To solve this problem, we need to find the equivalent resistance for the circuit, starting from the left-most terminal. Let's break down the circuit step by step.

Circuit Breakdown:

• Resistor values given:
  • $R_1 = 7.2 \, \Omega$
  • $R_2 = 0.5 \, \Omega$

1. Simplify the parallel section:

   • The parallel combination of the 3 resistors $2 \, \Omega$, $3 \, \Omega$, and $1 \, \Omega$ on the right side of the circuit needs to be computed first.

   The formula for the equivalent resistance $R_{\text{eq}}$ for resistors in parallel is: $\frac{1}{R_{\text{eq}}} = \frac{1}{R_1} + \frac{1}{R_2} + \frac{1}{R_3}$ where $R_1 = 2 \, \Omega$, $R_2 = 3 \, \Omega$, and $R_3 = 1 \, \Omega$.

   So, $\frac{1}{R_{\text{eq}}} = \frac{1}{2} + \frac{1}{3} + \frac{1}{1}$ $\frac{1}{R_{\text{eq}}} = \frac{3}{6} + \frac{2}{6} + 1 = \frac{3}{6} + \frac{2}{6} + \frac{6}{6} = \frac{11}{6}$ Therefore, the equivalent resistance for this combination is: $R_{\text{eq}} = \frac{6}{11} \, \Omega \approx 0.545 \, \Omega$

2. Combine the next series resistors:

   • The result $R_{\text{eq}} \approx 0.545 \, \Omega$ is now in series with the $1 \, \Omega$ resistor. Series resistors are added directly: $R_{\text{total}} = 0.545 \, \Omega + 1 \, \Omega = 1.545 \, \Omega$

3. Now deal with the parallel combination:

   • The result $1.545 \, \Omega$ is in parallel with the $4 \, \Omega$ resistor. Using the parallel formula again: $\frac{1}{R_{\text{eq}}} = \frac{1}{1.545} + \frac{1}{4}$ $\frac{1}{R_{\text{eq}}} \approx 0.647 + 0.25 = 0.897$ Therefore, the equivalent resistance of this section is: $R_{\text{eq}} \approx \frac{1}{0.897} = 1.114 \, \Omega$

4. Series combination with the remaining resistors:

   • Now, this result $1.114 \, \Omega$ is in series with the $7 \, \Omega$ and $5 \, \Omega$ resistors.

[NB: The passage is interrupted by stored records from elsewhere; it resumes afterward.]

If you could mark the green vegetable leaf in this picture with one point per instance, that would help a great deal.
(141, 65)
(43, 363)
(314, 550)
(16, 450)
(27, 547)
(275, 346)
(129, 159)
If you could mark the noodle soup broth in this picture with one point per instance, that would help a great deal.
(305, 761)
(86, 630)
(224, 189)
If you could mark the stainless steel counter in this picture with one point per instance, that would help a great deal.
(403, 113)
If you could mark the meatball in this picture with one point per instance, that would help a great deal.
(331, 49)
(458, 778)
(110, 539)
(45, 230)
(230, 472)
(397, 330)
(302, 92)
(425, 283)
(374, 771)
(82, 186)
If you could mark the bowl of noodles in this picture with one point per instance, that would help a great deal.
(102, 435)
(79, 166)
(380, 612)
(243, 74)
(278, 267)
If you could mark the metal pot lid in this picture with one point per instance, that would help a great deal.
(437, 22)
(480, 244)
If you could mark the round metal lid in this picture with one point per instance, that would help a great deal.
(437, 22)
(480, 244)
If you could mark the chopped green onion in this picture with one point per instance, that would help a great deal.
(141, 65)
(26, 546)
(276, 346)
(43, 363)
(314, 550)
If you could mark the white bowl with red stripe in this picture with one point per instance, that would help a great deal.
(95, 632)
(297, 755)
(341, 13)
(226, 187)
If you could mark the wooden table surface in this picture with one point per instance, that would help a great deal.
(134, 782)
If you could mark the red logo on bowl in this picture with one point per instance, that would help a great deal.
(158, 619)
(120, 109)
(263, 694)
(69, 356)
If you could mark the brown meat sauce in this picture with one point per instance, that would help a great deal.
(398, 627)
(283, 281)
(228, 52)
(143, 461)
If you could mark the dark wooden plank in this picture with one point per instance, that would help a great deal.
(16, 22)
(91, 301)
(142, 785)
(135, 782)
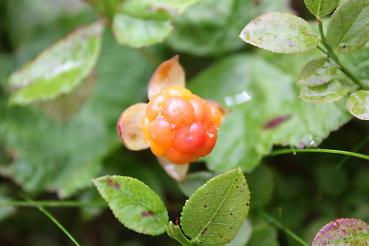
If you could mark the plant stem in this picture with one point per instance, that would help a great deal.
(356, 148)
(50, 204)
(279, 225)
(56, 222)
(328, 151)
(332, 55)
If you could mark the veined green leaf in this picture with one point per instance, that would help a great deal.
(321, 8)
(209, 27)
(348, 29)
(327, 93)
(273, 115)
(138, 32)
(317, 72)
(134, 204)
(346, 231)
(216, 211)
(59, 69)
(280, 33)
(140, 23)
(358, 104)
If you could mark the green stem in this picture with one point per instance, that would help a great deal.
(56, 222)
(50, 204)
(332, 55)
(328, 151)
(279, 225)
(356, 148)
(176, 233)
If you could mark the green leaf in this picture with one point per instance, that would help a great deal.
(261, 185)
(175, 232)
(321, 8)
(194, 181)
(243, 235)
(327, 93)
(59, 69)
(358, 104)
(317, 72)
(274, 115)
(134, 204)
(138, 32)
(346, 231)
(280, 33)
(348, 29)
(67, 155)
(263, 234)
(215, 212)
(209, 27)
(146, 22)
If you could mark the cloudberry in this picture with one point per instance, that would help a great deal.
(180, 126)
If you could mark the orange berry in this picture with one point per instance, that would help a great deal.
(178, 111)
(178, 157)
(189, 139)
(199, 108)
(161, 132)
(181, 126)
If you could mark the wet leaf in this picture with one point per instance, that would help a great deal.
(64, 156)
(327, 93)
(243, 235)
(280, 33)
(134, 204)
(209, 27)
(274, 115)
(216, 211)
(321, 8)
(358, 104)
(348, 29)
(194, 181)
(146, 22)
(59, 69)
(317, 72)
(345, 232)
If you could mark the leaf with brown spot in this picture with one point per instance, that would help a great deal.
(134, 204)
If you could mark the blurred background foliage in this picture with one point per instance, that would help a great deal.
(51, 150)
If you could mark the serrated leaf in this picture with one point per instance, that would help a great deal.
(243, 235)
(144, 23)
(317, 72)
(327, 93)
(138, 32)
(321, 8)
(194, 181)
(216, 211)
(280, 33)
(274, 115)
(358, 104)
(348, 29)
(209, 27)
(68, 154)
(345, 231)
(59, 69)
(134, 204)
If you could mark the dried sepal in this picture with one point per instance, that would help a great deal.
(129, 127)
(169, 73)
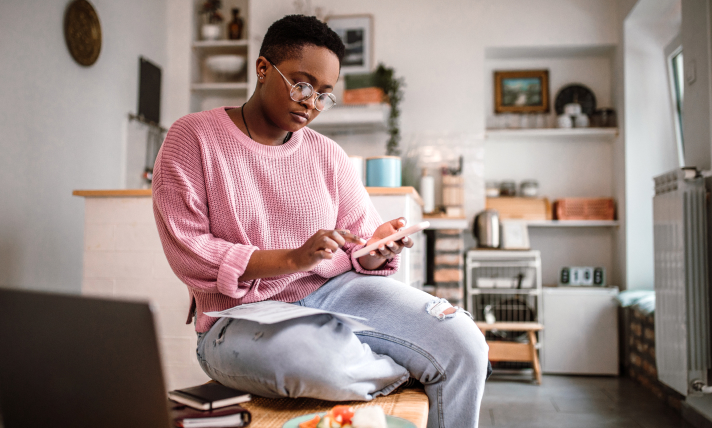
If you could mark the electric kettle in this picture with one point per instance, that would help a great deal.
(486, 229)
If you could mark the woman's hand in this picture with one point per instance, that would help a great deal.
(377, 258)
(320, 246)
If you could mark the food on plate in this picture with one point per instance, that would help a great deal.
(345, 417)
(369, 417)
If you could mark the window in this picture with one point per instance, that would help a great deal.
(673, 56)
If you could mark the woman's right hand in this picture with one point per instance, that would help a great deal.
(320, 246)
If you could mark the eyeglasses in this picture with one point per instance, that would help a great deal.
(302, 91)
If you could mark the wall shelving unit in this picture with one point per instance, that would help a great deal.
(567, 162)
(208, 90)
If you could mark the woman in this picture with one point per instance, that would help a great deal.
(251, 205)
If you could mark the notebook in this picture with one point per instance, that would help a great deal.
(208, 396)
(72, 361)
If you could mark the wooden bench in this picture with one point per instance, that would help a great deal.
(511, 351)
(407, 403)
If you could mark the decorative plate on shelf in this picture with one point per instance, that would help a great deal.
(392, 421)
(82, 32)
(575, 93)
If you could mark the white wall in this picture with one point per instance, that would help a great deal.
(439, 48)
(649, 128)
(697, 108)
(63, 127)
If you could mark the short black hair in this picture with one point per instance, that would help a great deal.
(286, 37)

Add them directly: $R_{\text{total}} = 1.114 \, \Omega + 7 \, \Omega + 5 \, \Omega = 13.114 \, \Omega$

5. Final series combination with $R_2$ and $R_1$:

   • Now, this result is in series with $R_2 = 0.5 \, \Omega$ and $R_1 = 7.2 \, \Omega$. Add them directly: $R_{\text{final}} = 13.114 \, \Omega + 0.5 \, \Omega + 7.2 \, \Omega = 20.814 \, \Omega$

Final Answer:

The equivalent resistance of the circuit is approximately $\boxed{20.8 \, \Omega}$.

Let me know if you want more details or have any questions!

Here are five follow-up questions you might want to explore:

1. How do you compute the equivalent resistance for more complex parallel networks?
2. What happens to the total resistance if one resistor in a parallel section is removed?
3. How would adding an additional resistor in series affect the total resistance?
4. Can you explain the difference between series and parallel circuits in terms of current and voltage?
5. What are some practical applications of combining resistors in series and parallel?

Tip: When simplifying resistive networks, always simplify the parallel sections first, then handle the series parts, step by step!